Gerekli araştırmaları yaptıktan sonra, öncelikle “temellendirme” kavramını ve önemini, temellendirmenin nasıl yapıldığını, “argüman” ve “temellendirme” kavramları arasındaki farkı ve temellendirme örneklerini inceledim. Ayrıca, “argümantasyon” kavramını, akıl yürütme yollarını ve hatalı akıl yürütme kavramlarını araştırdım.

TEMELLENDİRME

“TEMELLENDİRME” KAVRAMI VE ÖNEMİ

Hayatımız boyunca pek çok kez başkalarını ikna etmemiz ve kendi fikirlerimizin, düşüncelerimizin doğruluğunu kabul ettirmeye çalışırız. Peki, sunduğumuz argümanları ya da herhangi bir görüşü, karşımızdaki kişilere nasıl ikna edici bir şekilde anlatabiliriz? İşte bu sorunun bir başka şekli de “temellendirme” kavramının ne olduğu ile ilgilidir. Bu nedenle öncelikle “temellendirme” denilen bu ilginç kavramın anlamını inceleyelim.

Temellendirme denilen şey; bir düşüncenin, yargının ya da önermenin doğruluğunu göstermek ve bu doğruluğun gerekçelerini ve dayanaklarını sergilemek için başvurulan yoldur.

Felsefe yaptığımız anda deney ve gözlem olmadığından bilimde olduğu şekilde herhangi bir önermeyi ya da hipotezi doğrulayamayız. Bu nedenle “temellendirme” yöntemine başvururuz.
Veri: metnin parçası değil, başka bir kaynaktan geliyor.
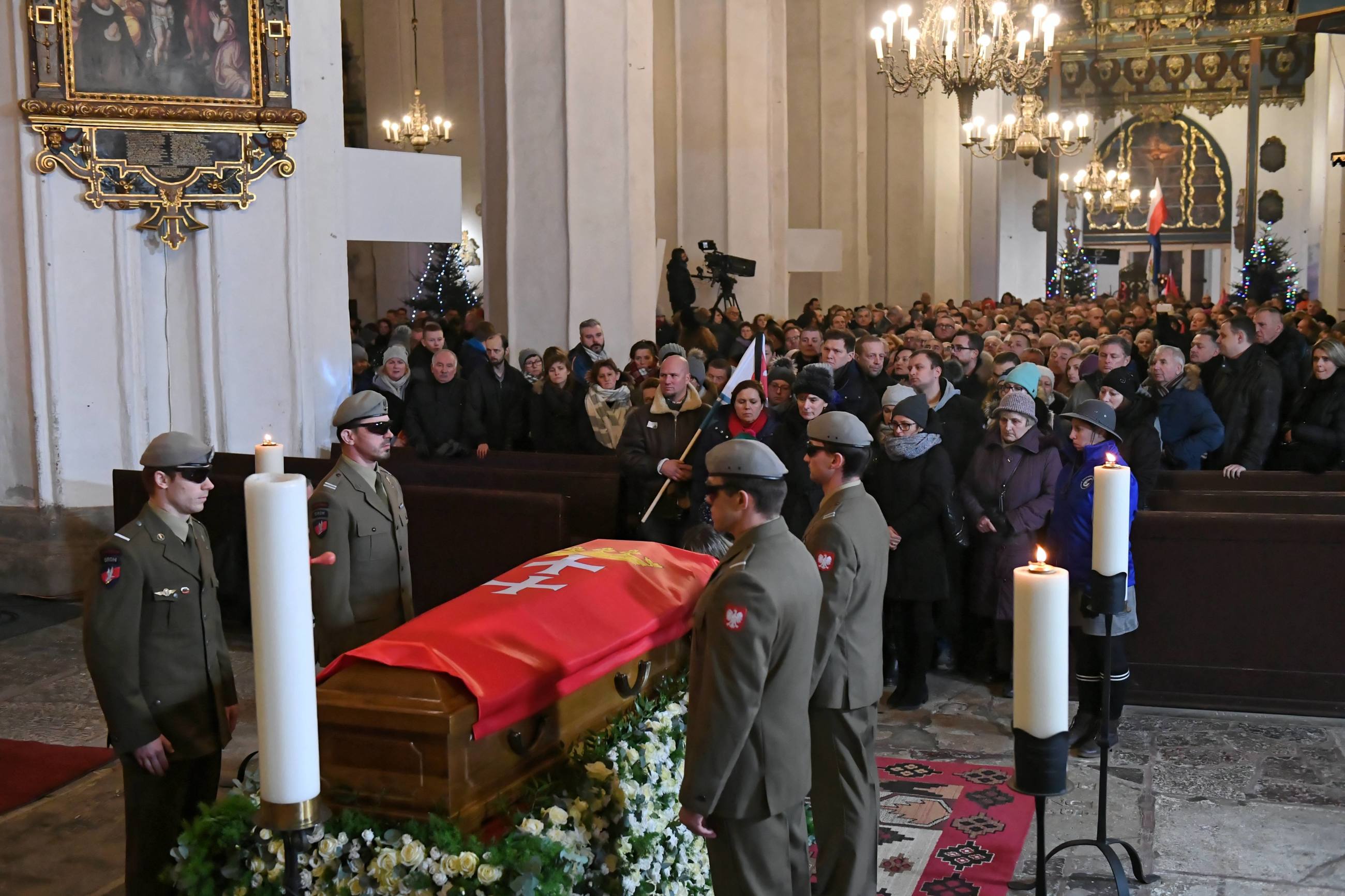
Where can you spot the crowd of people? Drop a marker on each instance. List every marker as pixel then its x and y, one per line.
pixel 981 414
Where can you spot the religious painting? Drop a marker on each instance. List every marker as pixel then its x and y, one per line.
pixel 163 50
pixel 1183 158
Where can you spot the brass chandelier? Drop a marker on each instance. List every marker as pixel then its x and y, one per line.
pixel 1027 133
pixel 417 129
pixel 967 46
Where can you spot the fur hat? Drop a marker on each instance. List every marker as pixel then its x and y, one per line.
pixel 815 379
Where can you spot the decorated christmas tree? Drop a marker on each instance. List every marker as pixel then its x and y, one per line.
pixel 444 285
pixel 1269 272
pixel 1074 275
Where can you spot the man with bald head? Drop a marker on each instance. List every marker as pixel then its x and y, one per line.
pixel 435 410
pixel 651 453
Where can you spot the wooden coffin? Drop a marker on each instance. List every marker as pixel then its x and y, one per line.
pixel 398 742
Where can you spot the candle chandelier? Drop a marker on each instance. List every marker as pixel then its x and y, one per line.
pixel 967 46
pixel 417 129
pixel 1027 133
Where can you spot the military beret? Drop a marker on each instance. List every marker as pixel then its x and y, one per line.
pixel 175 449
pixel 744 457
pixel 840 428
pixel 361 406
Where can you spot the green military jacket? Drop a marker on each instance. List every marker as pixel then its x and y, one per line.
pixel 848 540
pixel 368 591
pixel 155 643
pixel 752 640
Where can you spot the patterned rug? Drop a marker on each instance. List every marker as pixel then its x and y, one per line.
pixel 947 828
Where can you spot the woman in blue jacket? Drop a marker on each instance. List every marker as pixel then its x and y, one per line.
pixel 1093 437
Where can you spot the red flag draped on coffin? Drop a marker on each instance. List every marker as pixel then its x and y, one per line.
pixel 549 627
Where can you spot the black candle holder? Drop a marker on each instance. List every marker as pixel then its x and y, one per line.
pixel 1106 597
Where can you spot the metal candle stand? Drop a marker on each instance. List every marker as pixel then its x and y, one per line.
pixel 1106 598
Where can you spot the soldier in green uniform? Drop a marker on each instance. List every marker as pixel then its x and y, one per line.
pixel 357 512
pixel 752 643
pixel 158 657
pixel 848 540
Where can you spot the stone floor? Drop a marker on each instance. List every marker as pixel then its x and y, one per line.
pixel 1216 804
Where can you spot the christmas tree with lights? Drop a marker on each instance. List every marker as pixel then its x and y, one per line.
pixel 1269 272
pixel 444 285
pixel 1074 275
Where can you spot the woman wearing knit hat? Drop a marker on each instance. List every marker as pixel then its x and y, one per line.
pixel 1008 492
pixel 814 394
pixel 911 479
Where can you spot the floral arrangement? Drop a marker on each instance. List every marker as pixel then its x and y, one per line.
pixel 606 824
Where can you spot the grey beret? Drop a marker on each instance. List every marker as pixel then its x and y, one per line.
pixel 840 428
pixel 744 457
pixel 361 406
pixel 175 449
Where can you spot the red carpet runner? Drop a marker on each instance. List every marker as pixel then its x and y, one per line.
pixel 947 828
pixel 32 769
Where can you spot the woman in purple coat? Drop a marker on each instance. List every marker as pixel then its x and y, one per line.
pixel 1008 492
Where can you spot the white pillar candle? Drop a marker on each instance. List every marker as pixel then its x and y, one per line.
pixel 270 457
pixel 283 636
pixel 1041 649
pixel 1111 518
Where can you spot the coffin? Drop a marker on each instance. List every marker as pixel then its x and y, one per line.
pixel 466 703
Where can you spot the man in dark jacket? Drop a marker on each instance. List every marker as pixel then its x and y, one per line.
pixel 497 402
pixel 436 409
pixel 1187 419
pixel 1246 396
pixel 1289 350
pixel 850 386
pixel 651 448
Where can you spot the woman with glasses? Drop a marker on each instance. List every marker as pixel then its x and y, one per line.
pixel 911 479
pixel 1008 493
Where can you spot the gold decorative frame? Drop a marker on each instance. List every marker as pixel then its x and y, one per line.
pixel 244 138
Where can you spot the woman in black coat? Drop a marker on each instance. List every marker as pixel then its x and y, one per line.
pixel 911 479
pixel 814 392
pixel 1314 437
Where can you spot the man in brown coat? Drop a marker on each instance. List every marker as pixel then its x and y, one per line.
pixel 752 641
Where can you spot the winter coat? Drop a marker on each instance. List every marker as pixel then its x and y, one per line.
pixel 1246 396
pixel 436 418
pixel 805 496
pixel 653 433
pixel 914 496
pixel 1188 423
pixel 497 410
pixel 1014 487
pixel 1141 446
pixel 961 423
pixel 553 417
pixel 718 433
pixel 1070 536
pixel 1317 426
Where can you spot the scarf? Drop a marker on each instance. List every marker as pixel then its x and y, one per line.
pixel 607 410
pixel 904 448
pixel 388 385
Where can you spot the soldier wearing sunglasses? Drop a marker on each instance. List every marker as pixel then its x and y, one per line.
pixel 158 657
pixel 358 513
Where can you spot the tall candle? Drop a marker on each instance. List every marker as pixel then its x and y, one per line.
pixel 1111 518
pixel 276 508
pixel 1041 649
pixel 270 457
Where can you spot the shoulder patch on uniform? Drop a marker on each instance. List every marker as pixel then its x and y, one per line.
pixel 735 617
pixel 111 566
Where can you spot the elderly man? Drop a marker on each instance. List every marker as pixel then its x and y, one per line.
pixel 651 452
pixel 436 410
pixel 1187 419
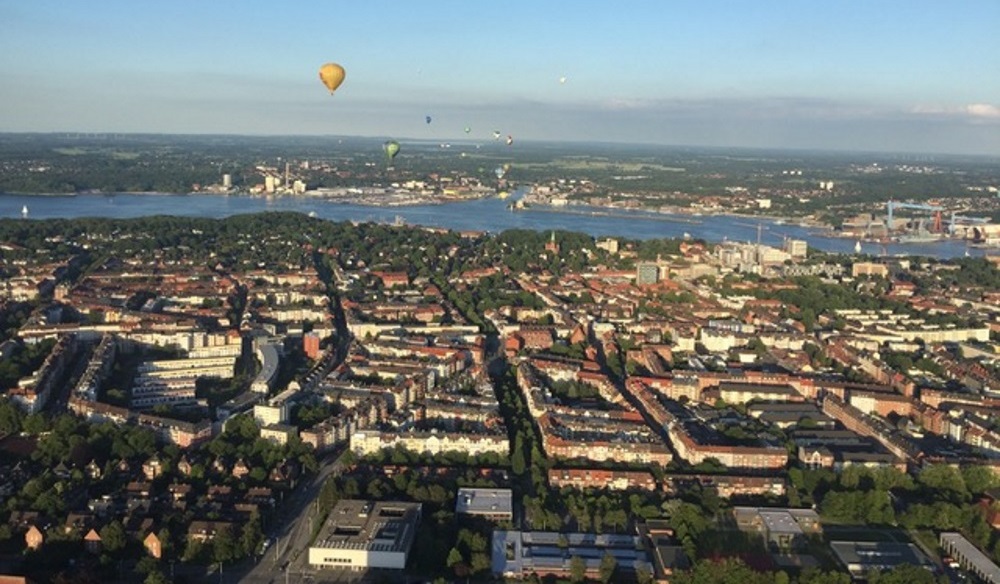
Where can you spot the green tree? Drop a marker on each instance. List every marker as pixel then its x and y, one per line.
pixel 156 577
pixel 113 537
pixel 224 545
pixel 608 567
pixel 251 536
pixel 454 558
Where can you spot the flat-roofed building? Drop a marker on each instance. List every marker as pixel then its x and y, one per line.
pixel 861 557
pixel 970 557
pixel 495 504
pixel 359 535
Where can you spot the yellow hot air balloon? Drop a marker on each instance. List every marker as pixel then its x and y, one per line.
pixel 332 75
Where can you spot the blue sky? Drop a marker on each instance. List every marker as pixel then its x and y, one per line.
pixel 850 74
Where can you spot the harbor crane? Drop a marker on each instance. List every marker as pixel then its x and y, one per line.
pixel 891 206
Temellendirmemizi yaparken savunduğumuz düşünce ya da yargıyı doğrulayan gerekçelerle örneklendirmemiz ya da anlatmamız gerekir.

Örneğin “bilgileri” araştırıp temellendirirken sorguladığımız kavramı ya da soruyu derinlemesine araştırıp karşımızdakini ya da kendimizi aydınlatabiliriz. Bulduğumuz sonucu da analiz ederek ve betimleyerek iyi bir temellendirme yapabiliriz. Bu örnek aslında “bilgi kuramının” temellendirme mantığıdır.
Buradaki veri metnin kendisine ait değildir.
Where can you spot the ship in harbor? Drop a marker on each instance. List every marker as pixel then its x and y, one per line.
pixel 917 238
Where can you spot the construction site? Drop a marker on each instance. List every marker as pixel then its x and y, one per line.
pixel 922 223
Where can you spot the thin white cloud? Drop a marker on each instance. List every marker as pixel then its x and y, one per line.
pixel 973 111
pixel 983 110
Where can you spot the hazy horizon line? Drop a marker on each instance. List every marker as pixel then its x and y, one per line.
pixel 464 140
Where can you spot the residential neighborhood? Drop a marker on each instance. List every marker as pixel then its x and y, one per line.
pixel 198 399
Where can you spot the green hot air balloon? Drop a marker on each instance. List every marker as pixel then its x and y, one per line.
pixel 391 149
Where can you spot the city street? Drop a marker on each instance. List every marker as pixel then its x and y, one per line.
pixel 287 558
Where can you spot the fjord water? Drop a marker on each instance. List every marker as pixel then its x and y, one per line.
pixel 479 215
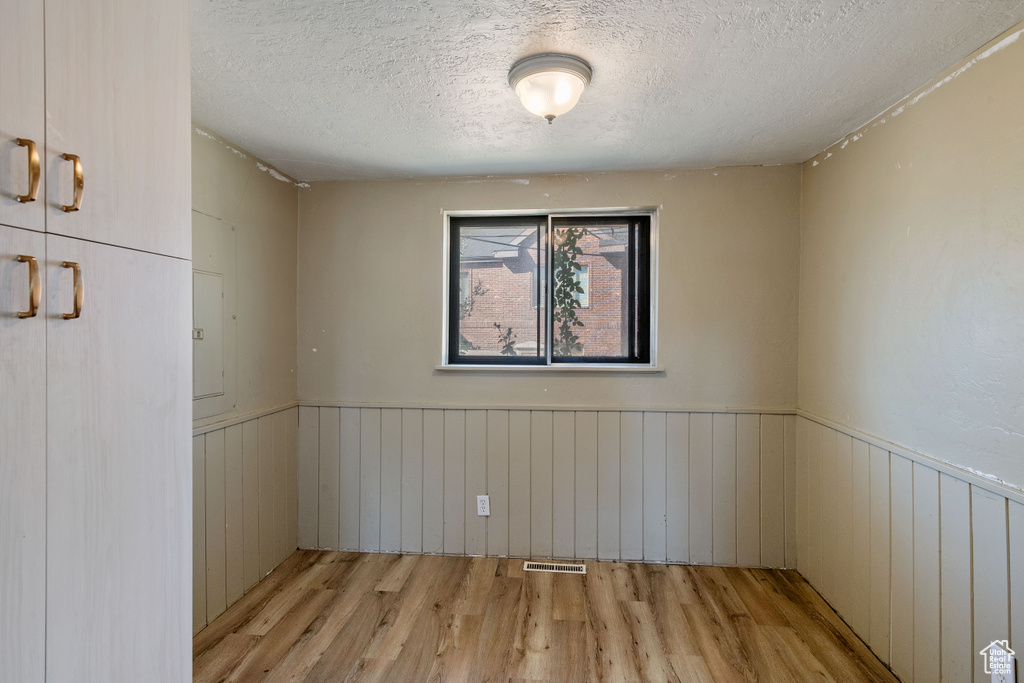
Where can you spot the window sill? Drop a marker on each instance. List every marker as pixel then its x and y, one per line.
pixel 569 368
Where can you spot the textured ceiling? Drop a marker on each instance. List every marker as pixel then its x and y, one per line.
pixel 332 89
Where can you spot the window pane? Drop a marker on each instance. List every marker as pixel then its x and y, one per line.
pixel 499 265
pixel 596 301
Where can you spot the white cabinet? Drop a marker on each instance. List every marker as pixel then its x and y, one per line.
pixel 95 468
pixel 119 475
pixel 22 114
pixel 118 98
pixel 23 462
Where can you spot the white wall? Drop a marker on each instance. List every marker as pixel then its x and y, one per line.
pixel 642 485
pixel 371 279
pixel 911 326
pixel 230 190
pixel 911 372
pixel 245 498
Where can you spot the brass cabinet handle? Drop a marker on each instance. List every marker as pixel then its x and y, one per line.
pixel 35 287
pixel 33 170
pixel 79 290
pixel 79 183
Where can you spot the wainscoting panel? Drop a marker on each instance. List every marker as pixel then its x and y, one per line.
pixel 245 507
pixel 652 485
pixel 924 562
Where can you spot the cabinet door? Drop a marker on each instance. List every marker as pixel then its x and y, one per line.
pixel 20 109
pixel 117 96
pixel 119 467
pixel 23 463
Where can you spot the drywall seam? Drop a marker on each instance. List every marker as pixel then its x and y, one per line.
pixel 910 99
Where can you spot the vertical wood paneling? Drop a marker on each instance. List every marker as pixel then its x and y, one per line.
pixel 292 499
pixel 790 438
pixel 563 484
pixel 519 477
pixel 1016 519
pixel 216 544
pixel 879 629
pixel 455 481
pixel 235 516
pixel 829 522
pixel 991 582
pixel 631 485
pixel 349 478
pixel 926 573
pixel 308 474
pixel 844 524
pixel 700 488
pixel 280 485
pixel 586 484
pixel 677 467
pixel 654 493
pixel 749 491
pixel 267 476
pixel 235 543
pixel 859 604
pixel 607 484
pixel 498 482
pixel 391 480
pixel 330 479
pixel 956 647
pixel 370 479
pixel 433 481
pixel 803 538
pixel 814 505
pixel 199 534
pixel 724 489
pixel 250 504
pixel 901 510
pixel 540 479
pixel 412 480
pixel 476 480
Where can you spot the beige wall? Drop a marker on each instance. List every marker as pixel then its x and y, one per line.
pixel 230 189
pixel 911 295
pixel 371 278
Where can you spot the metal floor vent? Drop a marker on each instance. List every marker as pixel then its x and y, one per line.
pixel 555 566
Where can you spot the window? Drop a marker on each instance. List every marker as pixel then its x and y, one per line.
pixel 507 307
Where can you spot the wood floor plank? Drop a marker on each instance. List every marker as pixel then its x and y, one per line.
pixel 360 616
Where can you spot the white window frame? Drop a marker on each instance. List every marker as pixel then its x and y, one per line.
pixel 652 367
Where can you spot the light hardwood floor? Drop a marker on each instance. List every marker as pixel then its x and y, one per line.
pixel 345 616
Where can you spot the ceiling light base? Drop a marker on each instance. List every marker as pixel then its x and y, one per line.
pixel 550 85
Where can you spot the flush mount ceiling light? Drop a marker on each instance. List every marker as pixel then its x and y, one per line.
pixel 550 85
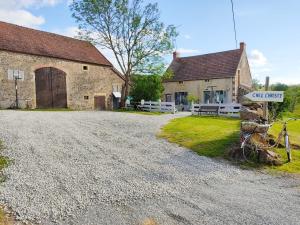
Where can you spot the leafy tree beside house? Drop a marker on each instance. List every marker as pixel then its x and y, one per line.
pixel 147 87
pixel 130 29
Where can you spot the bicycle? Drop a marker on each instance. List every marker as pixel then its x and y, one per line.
pixel 247 142
pixel 284 133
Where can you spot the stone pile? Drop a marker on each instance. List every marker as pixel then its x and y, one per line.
pixel 253 123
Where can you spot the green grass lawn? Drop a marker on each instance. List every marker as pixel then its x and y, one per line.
pixel 4 218
pixel 208 136
pixel 140 112
pixel 213 137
TEMELLENDİRME NASIL YAPILIR

Temellendirme yaparken aslında bana kalırsa, düşündüğümüz şeyi önce kendimize açıklayıp kendimizi ikna etmeliyiz. Eğer savunduğumuz fikre kendimiz inanırsak çok daha başarılı oluruz.
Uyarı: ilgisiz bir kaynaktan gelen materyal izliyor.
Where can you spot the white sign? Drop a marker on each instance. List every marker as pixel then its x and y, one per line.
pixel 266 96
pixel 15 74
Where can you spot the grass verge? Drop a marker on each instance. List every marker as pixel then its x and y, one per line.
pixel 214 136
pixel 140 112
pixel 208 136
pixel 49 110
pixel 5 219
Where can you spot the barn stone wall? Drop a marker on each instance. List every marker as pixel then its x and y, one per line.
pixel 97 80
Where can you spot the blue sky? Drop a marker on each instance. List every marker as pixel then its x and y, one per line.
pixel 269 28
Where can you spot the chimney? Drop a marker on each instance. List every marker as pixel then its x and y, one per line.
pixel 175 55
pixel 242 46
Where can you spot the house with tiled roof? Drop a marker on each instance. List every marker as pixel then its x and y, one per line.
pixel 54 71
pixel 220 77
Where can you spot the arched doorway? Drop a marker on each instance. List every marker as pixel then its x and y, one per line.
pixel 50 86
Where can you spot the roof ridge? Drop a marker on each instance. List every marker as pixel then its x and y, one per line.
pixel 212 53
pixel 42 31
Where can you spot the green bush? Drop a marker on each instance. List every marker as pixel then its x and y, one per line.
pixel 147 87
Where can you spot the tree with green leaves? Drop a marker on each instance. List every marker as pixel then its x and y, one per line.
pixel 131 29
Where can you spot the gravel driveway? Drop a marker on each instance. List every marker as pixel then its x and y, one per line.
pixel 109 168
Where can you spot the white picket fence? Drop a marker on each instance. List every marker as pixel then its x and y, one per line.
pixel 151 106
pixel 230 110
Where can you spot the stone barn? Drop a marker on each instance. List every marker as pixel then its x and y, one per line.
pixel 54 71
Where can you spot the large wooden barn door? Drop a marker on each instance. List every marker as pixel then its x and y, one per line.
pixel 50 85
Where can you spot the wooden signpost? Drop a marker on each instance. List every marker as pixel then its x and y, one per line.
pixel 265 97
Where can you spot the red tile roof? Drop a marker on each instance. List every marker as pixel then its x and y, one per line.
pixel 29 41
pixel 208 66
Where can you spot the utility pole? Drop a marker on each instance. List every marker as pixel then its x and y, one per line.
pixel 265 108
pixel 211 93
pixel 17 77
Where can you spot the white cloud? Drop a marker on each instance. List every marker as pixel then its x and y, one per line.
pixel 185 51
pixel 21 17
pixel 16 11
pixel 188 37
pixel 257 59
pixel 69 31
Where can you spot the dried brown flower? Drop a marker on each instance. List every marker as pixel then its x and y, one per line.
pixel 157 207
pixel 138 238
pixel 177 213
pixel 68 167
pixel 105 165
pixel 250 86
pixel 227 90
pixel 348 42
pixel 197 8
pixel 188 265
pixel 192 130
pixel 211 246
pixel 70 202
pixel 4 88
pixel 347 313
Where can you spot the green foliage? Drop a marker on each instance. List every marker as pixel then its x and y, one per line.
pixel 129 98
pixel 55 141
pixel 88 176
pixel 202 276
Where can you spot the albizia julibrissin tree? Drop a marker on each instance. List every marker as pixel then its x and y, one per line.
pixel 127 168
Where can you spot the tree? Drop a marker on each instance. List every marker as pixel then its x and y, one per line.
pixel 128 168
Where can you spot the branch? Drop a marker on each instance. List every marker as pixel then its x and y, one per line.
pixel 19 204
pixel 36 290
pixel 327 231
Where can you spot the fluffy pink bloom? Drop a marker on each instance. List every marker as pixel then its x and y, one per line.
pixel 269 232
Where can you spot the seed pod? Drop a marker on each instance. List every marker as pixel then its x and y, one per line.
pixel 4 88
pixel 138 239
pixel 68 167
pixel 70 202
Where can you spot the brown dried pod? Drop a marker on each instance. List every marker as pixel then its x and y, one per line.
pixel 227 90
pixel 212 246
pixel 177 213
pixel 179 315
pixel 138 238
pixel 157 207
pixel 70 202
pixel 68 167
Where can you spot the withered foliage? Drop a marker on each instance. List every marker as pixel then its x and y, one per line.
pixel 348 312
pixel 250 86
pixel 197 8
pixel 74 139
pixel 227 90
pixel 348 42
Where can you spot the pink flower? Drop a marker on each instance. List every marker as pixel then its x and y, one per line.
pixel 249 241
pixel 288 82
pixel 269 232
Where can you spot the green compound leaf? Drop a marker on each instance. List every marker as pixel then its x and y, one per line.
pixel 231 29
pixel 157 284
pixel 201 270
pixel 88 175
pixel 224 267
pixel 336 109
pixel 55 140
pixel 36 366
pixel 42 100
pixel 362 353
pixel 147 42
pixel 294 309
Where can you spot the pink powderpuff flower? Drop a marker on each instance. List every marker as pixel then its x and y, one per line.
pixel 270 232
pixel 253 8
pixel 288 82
            Diyelim ki kendimizi ikna ettik ve sıra başkalarını da ikna etmeye ve kendi görüşümüzü kabul ettirmeye geldi. O zaman da kendimizi ikna ederken kullandığımız yöntemleri izlemeliyiz.

Felsefenin en önemli özelliklerinden biri aklı ve mantığa dayanmasıdır. Savunduğumuz düşünceyi mantıklı bir şekilde açıklarsak, belli kaynaklara dayandırırsak insanlar bize daha kolay inanacaktır.      

Elbette aklınıza bir soru takılacaktır: Deney ve gözleme dayandırılamayan bir düşünceyi nasıl akıl ve mantık çerçeveleri içerisinde açıklayacağız? Cevabı çok basit! Akılsal çıkarımlara başvurarak mantıklı bir açıklama yapılabilir. Bu çıkarımları yaparken de öncelikle akıl yürütme yolları olan tümdengelim, tümevarım ve analojiye danışmalısınız. Daha sonradan, elinizdeki iyi öncüllerle ve güçlü argümanlarla, “argümantasyon” sürecini başarılı bir şekilde tamamlayabilirsiniz. 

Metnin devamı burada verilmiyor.